I started reading DEADFALL (1967) by Desmond Cory the other day. It was a paperback copy that I'd had on my shelf for years. I've been trying to work my through some of my older books lately under that adage that "you bought 'em, you read 'em". This one had a decent pedigree. It was published by Fawcett and served as the basis for a film of the same name starring Michael Caine.

 I've never seen the film but I have no desire to do so because I couldn't finish this absolutely horrible book. I kept trying to get interested in the plot but the writing was so turgid and the characters so unlikeable, that after forcing myself to plow through three-quarters of the book, I finally decided that life's too short and I don't have to spend time reading a book that just isn't working for me. It's the author's fault, not mine as Cory strains mightily to produce an existential caper novel (an unworkable combination), in this murky tale of a master jewel thief, his bizarre employer, Moreau and Moreau's beautiful (and much younger) wife. I'm quite sure that had I stuck it out to the end, the big reveal would have been that Moreau's "wife" would have turned out to have been his daughter. Yawn.

The point is dear readers, I feel no obligation whatsoever to continue reading a book that I'm not enjoying. I fully and freely give myself permission to stop reading a book at any time and move on to something else that I have a better chance of liking. It's a liberating experience and I urge you to adopt this practice if you haven't already done so.

I'm glad I bailed out on DEADFALL because what I immediately picked up was QUARRY'S VOTE by the ever reliable Max Allan Collins.

Originally published in 1987 under the title PRIMARY TARGET, Hard Case Crime republished the book in 2015 as QUARRY'S VOTE. Sporting a terrific cover painting by the great Robert McGinnis, VOTE finds professional hit man Quarry retired from the killing game. He's married and his young wife is pregnant with their first child when Quarry's past comes calling. He's offered one million dollars for a hit on a third party presidential candidate, an offer he refuses. Quarry's refusal gets his wife and her brother dead and Quarry on the warpath. Note to foolish would be master criminals: don't fuck with Quarry.

Only a cheetah can move faster than the rate at which I turned the pages on this superlative thriller. I've read several of  the QUARRY novels over the years and Collins has yet to disappoint. VOTE is classic Quarry with plenty of violence, smart-ass dialogue, a penetrating look at the modern American political system and a plot twist or two.

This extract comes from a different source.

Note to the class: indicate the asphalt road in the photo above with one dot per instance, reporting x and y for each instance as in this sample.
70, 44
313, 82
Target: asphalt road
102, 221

I devoured this book in a couple of days, all the while silently giving thanks that I had quit reading the dreadfully dull DEADFALL. I know that it's not entirely fair to compare these two novels because they are, as the saying goes, apples and oranges. But they are both crime novels, a genre that contains certain tropes and elements that, in the hands of a skilled storyteller, can spin gold out of pulp straw. Collins, as he has proven in many of his books that I've read over the years, can perform this feat. Cory, at least in DEADFALL, cannot.